I have a problem with the follwing setup:
Let $\phi:SU(2) \to GL(3,\mathbb{C})$ be a representation and let $\psi:SU(2) \to P_2$. Where $P_2$ is spanned by the monomials $x^2,xy,y^2$ over $\mathbb{C}.$ The map acts by:
$$\psi(P)(f)(x,y) = f((x,y)\phi(P^{-1})^T)$$ I dont understand what $(x,y)\phi(P^{-1})^T$ means. Surely $\phi(P^{-1})^T$ is a $3 \times 3$ matrix so this is not defined? Thanks.
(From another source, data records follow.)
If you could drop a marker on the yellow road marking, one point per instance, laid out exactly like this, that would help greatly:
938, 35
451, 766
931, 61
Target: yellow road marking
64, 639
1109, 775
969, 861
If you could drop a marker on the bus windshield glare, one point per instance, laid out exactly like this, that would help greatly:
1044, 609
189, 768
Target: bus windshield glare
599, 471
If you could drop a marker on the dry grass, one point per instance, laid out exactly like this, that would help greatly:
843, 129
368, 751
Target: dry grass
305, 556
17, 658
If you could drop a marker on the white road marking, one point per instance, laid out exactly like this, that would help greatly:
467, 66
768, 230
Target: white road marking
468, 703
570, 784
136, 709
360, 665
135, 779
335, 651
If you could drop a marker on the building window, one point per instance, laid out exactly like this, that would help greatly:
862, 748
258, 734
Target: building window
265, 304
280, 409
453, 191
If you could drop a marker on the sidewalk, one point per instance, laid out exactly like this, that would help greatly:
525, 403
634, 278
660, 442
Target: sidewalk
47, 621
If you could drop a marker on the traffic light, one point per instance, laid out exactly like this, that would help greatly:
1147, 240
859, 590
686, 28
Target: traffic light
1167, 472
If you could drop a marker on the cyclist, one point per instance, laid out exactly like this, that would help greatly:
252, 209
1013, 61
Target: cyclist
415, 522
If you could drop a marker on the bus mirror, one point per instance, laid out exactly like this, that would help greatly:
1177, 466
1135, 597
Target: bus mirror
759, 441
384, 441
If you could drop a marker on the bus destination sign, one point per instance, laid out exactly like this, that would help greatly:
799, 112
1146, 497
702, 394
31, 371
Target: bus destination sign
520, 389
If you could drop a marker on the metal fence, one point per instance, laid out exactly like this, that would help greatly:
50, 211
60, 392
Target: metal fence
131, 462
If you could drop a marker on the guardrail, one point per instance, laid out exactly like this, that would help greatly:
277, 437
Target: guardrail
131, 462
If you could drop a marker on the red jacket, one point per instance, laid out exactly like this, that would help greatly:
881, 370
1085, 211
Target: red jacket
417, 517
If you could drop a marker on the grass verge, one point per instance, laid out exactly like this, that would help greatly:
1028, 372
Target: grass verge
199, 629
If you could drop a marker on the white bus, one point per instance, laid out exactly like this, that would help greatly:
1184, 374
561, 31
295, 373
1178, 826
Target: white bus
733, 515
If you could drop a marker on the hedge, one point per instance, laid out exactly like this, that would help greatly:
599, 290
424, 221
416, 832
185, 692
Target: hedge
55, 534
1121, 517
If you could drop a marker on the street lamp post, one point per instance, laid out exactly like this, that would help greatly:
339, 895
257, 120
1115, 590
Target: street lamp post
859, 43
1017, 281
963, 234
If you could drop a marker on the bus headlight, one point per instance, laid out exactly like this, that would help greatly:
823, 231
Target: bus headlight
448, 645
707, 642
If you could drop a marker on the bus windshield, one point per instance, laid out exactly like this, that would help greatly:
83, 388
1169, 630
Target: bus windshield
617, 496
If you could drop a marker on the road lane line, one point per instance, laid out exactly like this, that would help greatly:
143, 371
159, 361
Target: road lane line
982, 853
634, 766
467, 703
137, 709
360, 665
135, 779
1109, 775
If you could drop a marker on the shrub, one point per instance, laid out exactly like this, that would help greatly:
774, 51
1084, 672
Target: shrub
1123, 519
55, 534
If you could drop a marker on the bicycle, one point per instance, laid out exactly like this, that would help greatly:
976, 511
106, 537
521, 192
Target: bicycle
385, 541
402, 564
Recall that if $\phi:SU(2)\to GL(V)$ is a representation, then the dual representation $\phi^*:SU(2)\to GL(V^*)$ for $V^*=\hom(V,\mathbb{C})$ is defined by $$\phi^*(P) f=f\circ \phi(P)^{-1}$$ for $P\in SU(2)$ and $f\in V^*$. (This is so that $\langle f,v\rangle = \langle \phi^*(P)f,\phi(P)v\rangle$ for all $f\in V^*$, $v\in V$, and $P\in SU(2)$, where $\langle f,v\rangle$ is the canonical pairing.)
Let $V$ denote a $2$-dimensional representation of $SU(2)$. Let $C(V)$ denote the set of all continuous $\mathbb{C}$-valued functions defined on $V$, which includes, for example, polynomially defined functions, inside of which both $V^*$ and $P_2$ are subsets.
$C(V)$ is an $SU(2)$ representation in the same way $V^*$ is: $\phi^*(P) f=f\circ \phi(P)^{-1}$. Written with arguments, this looks more like $(\phi^*(P) f)(v)=f(\phi(P)^{-1}v)$ with $v\in V$. With $v$ as a column vector, this looks like $$(\phi^*(P) f)\begin{pmatrix}x\\y\end{pmatrix} = f\left(\phi(P)^{-1}\begin{pmatrix}x\\y\end{pmatrix}\right),$$ and by transposing the arguments, we can write $v$ as a row vector to match "$f(x,y)$" notation like so: $$(\phi^*(P) f)(x,y) = f((x,y)(\phi(P)^{-1})^T).$$
Hopefully this helps unravel the mystery.